Even though it was impossible to escape, the inmates' desire to do so is understandable since this prison provided no amenities whatsoever. The toughest criminals, including Al Capone, Robert Franklin Stroud (the Birdman of Alcatraz), and “Machine Gun” Kelly, were assigned 5 x 9 foot cells and promised only food, shelter and medical care. If they behaved, good behavior might earn them the opportunity to work, paint, receive visits from family members, play music, or visit the library.

Inmate decorated cell with his art.

The prison was closed in 1963, but was taken over by Native Americans from 1969-1971 who claimed that the Treaty of Fort Laramie promised Indians unused federal property. Although they eventually abandoned their nineteen-month siege of Alcatraz, the Native Americans were successful in changing US policy; other unused land was later turned over to the Indian nations.

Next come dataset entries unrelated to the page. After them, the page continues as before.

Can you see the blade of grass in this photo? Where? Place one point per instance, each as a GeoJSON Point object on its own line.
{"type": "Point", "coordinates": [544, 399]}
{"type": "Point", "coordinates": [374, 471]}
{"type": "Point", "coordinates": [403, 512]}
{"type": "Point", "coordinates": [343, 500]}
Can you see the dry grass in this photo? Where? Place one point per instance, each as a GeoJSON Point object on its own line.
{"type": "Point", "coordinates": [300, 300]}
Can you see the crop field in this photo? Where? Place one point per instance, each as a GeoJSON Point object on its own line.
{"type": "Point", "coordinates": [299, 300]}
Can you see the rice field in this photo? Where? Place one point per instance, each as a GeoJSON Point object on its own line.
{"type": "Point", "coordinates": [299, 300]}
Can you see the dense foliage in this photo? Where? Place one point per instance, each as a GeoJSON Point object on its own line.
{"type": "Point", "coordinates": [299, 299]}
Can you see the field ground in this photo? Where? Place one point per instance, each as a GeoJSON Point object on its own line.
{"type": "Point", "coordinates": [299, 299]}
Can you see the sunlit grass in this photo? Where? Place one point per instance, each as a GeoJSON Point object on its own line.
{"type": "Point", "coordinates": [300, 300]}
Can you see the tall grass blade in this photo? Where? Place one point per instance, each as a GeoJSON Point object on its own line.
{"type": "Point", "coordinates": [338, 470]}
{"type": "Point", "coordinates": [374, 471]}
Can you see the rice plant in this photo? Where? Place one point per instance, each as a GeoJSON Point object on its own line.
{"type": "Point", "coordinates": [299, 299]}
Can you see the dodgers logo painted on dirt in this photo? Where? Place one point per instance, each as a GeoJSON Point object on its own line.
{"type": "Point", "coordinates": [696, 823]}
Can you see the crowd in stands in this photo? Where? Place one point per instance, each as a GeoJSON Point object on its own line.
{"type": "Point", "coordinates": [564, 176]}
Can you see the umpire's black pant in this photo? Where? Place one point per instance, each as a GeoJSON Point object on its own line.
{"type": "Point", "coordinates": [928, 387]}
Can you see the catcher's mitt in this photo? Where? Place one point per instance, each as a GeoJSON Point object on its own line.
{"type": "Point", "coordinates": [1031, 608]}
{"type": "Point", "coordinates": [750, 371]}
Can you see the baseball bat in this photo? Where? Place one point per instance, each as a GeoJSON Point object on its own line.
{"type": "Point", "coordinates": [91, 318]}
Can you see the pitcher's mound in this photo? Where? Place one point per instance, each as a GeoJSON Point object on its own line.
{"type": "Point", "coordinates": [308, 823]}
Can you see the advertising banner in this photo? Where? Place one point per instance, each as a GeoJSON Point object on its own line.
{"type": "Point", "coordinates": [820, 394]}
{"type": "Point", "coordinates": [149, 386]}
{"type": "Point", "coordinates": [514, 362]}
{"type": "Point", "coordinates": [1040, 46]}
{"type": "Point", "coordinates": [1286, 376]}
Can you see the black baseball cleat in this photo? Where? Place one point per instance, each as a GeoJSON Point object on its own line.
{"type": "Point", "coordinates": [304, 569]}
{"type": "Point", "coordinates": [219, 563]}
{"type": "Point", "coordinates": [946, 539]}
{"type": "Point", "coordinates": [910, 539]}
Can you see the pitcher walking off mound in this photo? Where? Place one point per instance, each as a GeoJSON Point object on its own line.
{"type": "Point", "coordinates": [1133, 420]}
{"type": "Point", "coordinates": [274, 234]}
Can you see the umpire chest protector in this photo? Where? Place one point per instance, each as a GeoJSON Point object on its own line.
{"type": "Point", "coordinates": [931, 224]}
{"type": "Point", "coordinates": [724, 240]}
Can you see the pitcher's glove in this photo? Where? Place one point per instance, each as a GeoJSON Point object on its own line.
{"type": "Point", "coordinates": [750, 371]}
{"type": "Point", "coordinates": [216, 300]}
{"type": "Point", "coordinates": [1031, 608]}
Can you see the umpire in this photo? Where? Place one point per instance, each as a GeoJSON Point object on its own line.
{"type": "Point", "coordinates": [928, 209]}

Throughout its history, whether inmates were trying to escape from it or Native Americans were claiming it as their own, Alcatraz has remained home to plants, birds and harbor seals. Today, it is pleasant to watch the birds soar as you walk the paths where roses, fruit trees, and gardens of perennials bloom knowing that, in a few hours, you can leave this place where so many men suffered agonizing lives. The ferry back to San Francisco takes only fifteen minutes.

Practicalities -
It is advisable to buy your tickets in advance since Alcatraz is an extraordinarily popular attraction and tickets often sell out several days in advance. Also, getting your tickets on-line means you can avoid the very long lines.

You must arrive at Pier 33 a half hour before your tour. Be sure to take a jacket (It is often colder on the wind-swept island than it is in the city.) and water with you.